レース自体はエコロデュエル(草野太郎騎手)が圧倒的な強さを見せ、自身の持つコースレコードを1.5秒も更新する大差勝ちで連覇を達成。前年の第27回大会でも4分50秒5のレコードで8馬身差圧勝・JG1初制覇を果たしており、障害競走の新たな絶対王者として君臨する姿を見せつけた。
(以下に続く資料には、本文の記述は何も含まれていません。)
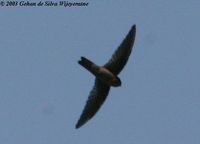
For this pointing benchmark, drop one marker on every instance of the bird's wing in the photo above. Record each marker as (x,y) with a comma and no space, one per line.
(121,55)
(96,98)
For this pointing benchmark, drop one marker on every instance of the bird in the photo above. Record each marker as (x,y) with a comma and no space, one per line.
(106,76)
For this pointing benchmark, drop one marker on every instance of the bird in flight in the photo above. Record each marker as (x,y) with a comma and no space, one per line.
(105,76)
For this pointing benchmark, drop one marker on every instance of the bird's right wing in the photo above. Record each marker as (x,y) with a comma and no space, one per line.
(96,98)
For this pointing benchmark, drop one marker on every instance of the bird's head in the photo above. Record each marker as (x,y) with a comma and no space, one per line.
(116,82)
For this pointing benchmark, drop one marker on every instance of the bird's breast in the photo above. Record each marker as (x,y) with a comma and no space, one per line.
(108,77)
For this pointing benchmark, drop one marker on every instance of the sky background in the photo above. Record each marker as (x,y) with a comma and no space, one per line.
(43,89)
しかし今回SNSで最も多くの感動の声を集めたのは、勝者の話題ではなかった。JG1初騎乗に臨んだ23歳の水沼元輝騎手が、ポリトナリティー(牝5歳)に騎乗して最後方で大きく遅れながらも懸命に走り続け、全馬完走を達成した場面だ。ゴール前、最終障害を飛越して入線してくる水沼騎手とポリトナリティーに向けて、中山競馬場のスタンドから万雷の拍手と「水沼頑張れ!」の声援が鳴り止まなかった。
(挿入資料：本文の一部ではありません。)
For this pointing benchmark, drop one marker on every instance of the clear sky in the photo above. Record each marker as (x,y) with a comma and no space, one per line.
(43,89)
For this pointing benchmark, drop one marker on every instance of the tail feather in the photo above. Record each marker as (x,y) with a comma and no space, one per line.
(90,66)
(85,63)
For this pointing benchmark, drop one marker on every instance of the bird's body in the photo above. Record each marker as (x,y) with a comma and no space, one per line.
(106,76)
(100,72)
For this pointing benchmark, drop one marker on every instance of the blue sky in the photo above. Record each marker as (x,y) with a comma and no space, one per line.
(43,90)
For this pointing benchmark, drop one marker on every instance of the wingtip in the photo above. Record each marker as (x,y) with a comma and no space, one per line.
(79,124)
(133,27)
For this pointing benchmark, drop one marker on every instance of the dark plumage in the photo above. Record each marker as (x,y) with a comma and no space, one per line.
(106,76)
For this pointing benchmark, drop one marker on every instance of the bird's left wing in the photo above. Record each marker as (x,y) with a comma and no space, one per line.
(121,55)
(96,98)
水沼騎手への騎乗依頼はレース2日前の4月16日(木)の調教後に決定した直前抜擢だった。「石神さんに教えてもらっていることを出していけたら」と語り、師匠・石神騎手の教えを胸に臨んだJG1初挑戦。苦い経験となったものの、最後まで走り切った姿が多くのファンの心を打った。
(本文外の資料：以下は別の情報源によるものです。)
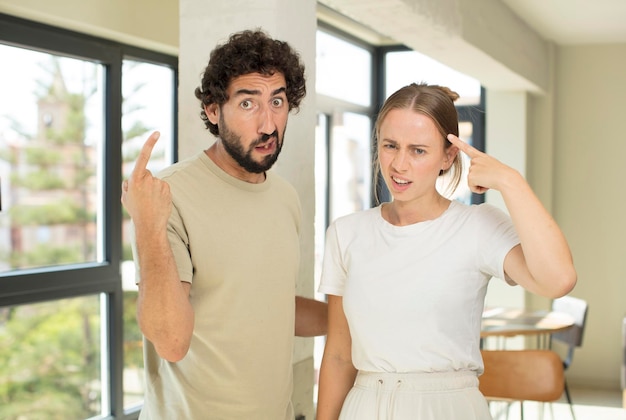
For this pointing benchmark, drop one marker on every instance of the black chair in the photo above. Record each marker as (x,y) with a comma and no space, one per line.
(571,338)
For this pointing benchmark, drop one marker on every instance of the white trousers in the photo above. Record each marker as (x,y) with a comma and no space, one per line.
(415,396)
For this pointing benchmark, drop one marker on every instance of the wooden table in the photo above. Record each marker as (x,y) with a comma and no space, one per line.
(508,322)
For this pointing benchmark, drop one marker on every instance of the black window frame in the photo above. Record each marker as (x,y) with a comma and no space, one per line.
(49,284)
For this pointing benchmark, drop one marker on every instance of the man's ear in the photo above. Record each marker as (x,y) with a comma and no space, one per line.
(212,113)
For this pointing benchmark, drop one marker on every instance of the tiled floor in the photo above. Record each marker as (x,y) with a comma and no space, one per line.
(588,405)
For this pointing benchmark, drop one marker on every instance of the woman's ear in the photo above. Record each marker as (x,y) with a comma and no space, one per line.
(451,153)
(212,113)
障害競走では落馬や競走中止が起こりうるため、出走した全馬が無事にゴールする「全馬完走」は特別な意味を持つ。今回は出走10頭が4260mの過酷なコースを全馬完走し、SNSでは「だから障害レースは尊くて面白い」「全馬完走がなにより嬉しい」「賭け事以外でも愛されている証左」といった声が相次いだ。エコロデュエルの圧勝・レコード連覇への称賛と、全馬完走・水沼騎手の完走への感動が重なり合い、障害競走の魅力を再認識する声が広がっている。